Just like the scars on the soundboard, I managed to put up with it for a little while until I couldn’t bear to see it anymore. Just like the scar onto the soundboard, I got some more epoxy putty from Mohawk and used it to repair the rim of Grover’s forehead.
I carved a gap in the rim with various types of sandpaper to make it look a lot like all the other areas of Grover’s head. It looked good, but it will be better once the repair guys go at it and conceal the mark by painting over the areas of the patch I made.
Did you know that I also patched up a section of Grover’s left soundboard after it accidentally stub itself onto the edge of a table?
Just like the other areas mentioned here and in the previous post, I used the Mohawk Epoxy Putty stick to patch up the two dents.
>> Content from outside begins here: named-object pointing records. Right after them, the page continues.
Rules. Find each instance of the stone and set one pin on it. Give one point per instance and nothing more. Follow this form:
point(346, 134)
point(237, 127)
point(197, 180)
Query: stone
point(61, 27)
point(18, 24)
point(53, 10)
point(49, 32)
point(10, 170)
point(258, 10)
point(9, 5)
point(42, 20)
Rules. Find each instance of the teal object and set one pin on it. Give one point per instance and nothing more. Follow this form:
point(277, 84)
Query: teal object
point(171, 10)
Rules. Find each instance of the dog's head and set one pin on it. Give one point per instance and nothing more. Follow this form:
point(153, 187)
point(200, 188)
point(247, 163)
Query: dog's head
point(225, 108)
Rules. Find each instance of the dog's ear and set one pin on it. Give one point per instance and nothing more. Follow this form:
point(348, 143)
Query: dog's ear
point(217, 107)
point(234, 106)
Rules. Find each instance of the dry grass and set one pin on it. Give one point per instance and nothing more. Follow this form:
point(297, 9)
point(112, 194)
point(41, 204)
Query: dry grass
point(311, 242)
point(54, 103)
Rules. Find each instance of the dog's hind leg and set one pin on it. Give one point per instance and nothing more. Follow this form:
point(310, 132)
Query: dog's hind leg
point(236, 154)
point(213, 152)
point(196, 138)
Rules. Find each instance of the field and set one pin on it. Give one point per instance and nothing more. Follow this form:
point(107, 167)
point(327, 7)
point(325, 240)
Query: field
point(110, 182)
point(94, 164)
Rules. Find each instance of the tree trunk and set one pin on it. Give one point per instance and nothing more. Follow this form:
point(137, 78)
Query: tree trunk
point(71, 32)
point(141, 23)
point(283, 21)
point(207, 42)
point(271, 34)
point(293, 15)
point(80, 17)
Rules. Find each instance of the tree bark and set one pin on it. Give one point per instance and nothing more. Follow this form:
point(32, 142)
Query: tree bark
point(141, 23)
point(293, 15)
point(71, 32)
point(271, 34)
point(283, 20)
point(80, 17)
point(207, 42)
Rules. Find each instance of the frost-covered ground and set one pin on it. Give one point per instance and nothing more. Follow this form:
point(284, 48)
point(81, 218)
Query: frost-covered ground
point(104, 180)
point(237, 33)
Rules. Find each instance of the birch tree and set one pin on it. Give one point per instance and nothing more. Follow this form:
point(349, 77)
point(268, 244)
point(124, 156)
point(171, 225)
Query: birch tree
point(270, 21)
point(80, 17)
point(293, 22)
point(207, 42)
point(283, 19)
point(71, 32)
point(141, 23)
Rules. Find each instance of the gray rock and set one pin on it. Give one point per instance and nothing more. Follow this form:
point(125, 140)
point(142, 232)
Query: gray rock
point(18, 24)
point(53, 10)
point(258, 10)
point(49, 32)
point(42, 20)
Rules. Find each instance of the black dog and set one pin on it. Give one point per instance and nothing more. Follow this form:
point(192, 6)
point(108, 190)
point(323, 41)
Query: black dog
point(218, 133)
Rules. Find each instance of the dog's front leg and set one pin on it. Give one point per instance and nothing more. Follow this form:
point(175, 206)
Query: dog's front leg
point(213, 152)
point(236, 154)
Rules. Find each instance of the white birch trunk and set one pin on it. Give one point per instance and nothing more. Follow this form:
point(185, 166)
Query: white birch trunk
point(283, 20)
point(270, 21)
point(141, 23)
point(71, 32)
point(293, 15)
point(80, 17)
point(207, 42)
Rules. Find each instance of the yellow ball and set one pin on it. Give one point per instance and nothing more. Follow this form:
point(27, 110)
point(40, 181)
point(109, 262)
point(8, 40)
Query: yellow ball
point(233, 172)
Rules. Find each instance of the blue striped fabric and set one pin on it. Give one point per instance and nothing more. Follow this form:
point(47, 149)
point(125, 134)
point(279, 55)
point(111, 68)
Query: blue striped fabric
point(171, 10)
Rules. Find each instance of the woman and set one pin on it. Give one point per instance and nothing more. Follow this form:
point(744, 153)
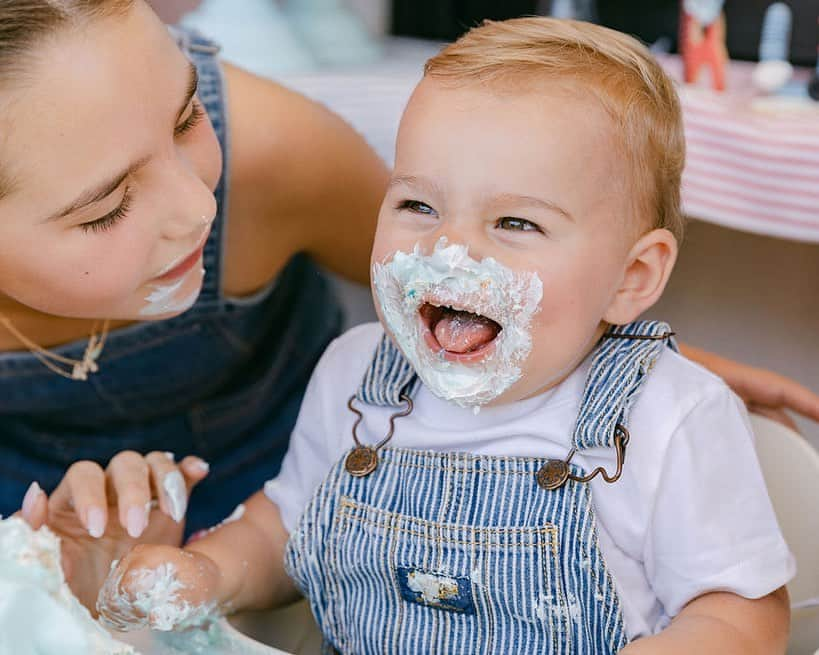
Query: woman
point(114, 180)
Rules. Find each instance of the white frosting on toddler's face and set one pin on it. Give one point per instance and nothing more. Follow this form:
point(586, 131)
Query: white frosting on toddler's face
point(412, 287)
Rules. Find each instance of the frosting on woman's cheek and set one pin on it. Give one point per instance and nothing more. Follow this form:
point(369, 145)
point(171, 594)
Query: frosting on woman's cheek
point(463, 324)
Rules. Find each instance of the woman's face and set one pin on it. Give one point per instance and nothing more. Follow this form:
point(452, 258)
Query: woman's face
point(109, 164)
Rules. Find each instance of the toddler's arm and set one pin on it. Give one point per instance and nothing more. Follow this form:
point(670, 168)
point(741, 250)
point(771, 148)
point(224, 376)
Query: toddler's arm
point(723, 623)
point(239, 565)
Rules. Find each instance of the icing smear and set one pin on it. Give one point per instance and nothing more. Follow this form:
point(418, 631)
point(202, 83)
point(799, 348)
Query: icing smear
point(38, 612)
point(152, 600)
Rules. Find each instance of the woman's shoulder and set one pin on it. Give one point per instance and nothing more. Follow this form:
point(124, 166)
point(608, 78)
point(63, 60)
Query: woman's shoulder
point(300, 179)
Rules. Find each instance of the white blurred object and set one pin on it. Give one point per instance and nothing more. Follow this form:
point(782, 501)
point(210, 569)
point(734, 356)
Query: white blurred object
point(256, 35)
point(791, 469)
point(335, 34)
point(774, 70)
point(705, 11)
point(575, 9)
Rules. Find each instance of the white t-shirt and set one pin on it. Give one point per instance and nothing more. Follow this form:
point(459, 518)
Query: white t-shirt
point(689, 515)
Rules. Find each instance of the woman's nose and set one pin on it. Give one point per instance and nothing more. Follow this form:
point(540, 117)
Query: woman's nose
point(193, 207)
point(462, 234)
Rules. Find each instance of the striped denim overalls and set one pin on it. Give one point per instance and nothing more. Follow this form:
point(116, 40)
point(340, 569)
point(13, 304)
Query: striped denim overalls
point(432, 552)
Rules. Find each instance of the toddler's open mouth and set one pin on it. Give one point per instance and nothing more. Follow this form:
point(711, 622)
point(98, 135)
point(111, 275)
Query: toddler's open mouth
point(459, 335)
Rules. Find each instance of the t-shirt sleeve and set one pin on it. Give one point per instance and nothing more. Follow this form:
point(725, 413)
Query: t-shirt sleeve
point(713, 527)
point(308, 458)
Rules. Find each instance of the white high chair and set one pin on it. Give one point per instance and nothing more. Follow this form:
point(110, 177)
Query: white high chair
point(791, 469)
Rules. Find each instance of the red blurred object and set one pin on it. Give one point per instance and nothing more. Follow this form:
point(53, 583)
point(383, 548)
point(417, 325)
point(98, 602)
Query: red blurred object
point(702, 45)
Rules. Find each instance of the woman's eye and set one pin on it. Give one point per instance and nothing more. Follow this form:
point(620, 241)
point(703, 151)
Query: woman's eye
point(517, 224)
point(193, 119)
point(417, 207)
point(111, 218)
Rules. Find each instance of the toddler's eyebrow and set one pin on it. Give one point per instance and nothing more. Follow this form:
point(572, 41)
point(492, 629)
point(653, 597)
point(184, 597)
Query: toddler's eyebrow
point(513, 198)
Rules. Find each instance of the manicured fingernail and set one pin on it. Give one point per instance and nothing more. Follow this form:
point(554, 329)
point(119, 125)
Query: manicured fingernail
point(95, 521)
point(30, 498)
point(174, 486)
point(136, 520)
point(202, 465)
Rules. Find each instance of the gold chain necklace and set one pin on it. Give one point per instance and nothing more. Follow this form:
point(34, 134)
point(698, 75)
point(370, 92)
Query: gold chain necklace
point(79, 368)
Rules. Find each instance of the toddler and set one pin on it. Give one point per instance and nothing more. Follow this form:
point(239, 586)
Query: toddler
point(510, 461)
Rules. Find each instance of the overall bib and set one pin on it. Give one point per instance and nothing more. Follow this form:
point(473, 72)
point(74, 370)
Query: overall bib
point(408, 551)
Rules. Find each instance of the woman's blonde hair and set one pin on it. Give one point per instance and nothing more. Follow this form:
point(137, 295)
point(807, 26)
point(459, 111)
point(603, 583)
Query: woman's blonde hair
point(24, 23)
point(619, 70)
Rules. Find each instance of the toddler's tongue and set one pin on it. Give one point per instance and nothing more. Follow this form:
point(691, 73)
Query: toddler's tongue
point(464, 332)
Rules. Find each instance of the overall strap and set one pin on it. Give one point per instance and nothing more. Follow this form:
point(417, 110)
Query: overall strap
point(389, 377)
point(620, 365)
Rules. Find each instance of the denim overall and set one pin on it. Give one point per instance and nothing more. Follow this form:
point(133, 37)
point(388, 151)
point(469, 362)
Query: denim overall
point(224, 380)
point(455, 553)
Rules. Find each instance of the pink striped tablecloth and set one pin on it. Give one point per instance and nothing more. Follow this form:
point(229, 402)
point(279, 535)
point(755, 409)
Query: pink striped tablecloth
point(751, 163)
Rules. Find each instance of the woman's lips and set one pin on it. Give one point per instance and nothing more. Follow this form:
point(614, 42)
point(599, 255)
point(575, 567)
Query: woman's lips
point(183, 267)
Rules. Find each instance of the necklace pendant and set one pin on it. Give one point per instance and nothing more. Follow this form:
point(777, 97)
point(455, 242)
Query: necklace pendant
point(79, 372)
point(361, 461)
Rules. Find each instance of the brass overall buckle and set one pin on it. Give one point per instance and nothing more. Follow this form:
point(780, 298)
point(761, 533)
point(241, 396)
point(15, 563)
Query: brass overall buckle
point(363, 460)
point(555, 473)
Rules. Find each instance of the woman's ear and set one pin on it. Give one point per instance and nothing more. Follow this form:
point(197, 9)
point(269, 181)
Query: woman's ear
point(648, 267)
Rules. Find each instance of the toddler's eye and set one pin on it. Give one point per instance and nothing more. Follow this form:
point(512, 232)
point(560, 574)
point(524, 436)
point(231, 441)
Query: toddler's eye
point(417, 207)
point(517, 224)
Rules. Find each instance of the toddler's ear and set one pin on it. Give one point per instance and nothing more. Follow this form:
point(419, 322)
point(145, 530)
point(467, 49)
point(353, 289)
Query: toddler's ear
point(648, 267)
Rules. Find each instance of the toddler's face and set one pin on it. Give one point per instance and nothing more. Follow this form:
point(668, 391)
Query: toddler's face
point(502, 239)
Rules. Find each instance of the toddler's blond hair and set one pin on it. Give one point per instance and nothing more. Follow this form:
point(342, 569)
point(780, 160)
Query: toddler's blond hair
point(619, 70)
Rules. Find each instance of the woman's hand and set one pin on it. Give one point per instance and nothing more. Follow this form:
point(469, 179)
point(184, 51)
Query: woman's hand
point(100, 514)
point(764, 392)
point(160, 587)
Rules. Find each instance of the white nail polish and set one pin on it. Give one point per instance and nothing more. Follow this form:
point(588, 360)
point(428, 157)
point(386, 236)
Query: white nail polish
point(30, 498)
point(136, 521)
point(174, 486)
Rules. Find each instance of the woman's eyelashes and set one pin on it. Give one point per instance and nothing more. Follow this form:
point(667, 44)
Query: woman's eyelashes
point(111, 218)
point(514, 224)
point(193, 119)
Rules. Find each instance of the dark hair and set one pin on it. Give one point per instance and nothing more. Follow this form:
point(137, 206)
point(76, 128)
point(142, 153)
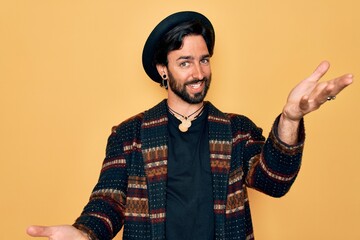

Now all I have to do is start arranging for the pros to come over and conceal all those patches and fix up the poly seal to make Grover look a whole lot better than ever before.
I want to play the harp, not wreak it, not mishandle it, not treat it like a throwaway item or a child’s toy. I didn’t buy the Camac harp to wreak it. I honestly didn’t buy it to fix it or mess around with it inside and out. I bought it so I can play music and enjoy the very musical instrument I struggled for 25 years trying to afford getting and owning of my very own.
I don’t want to find myself having everything I did to get and manage a pedal harp to be troublesome and in vain. Not at all. I want to find myself enjoying the instrument and its music the fullest. To have the harp be a blessing and joy in my life to no end. Nothing more. And that’s what I intend to do all the time rather than find myself being careless and mishandling everything about the harp.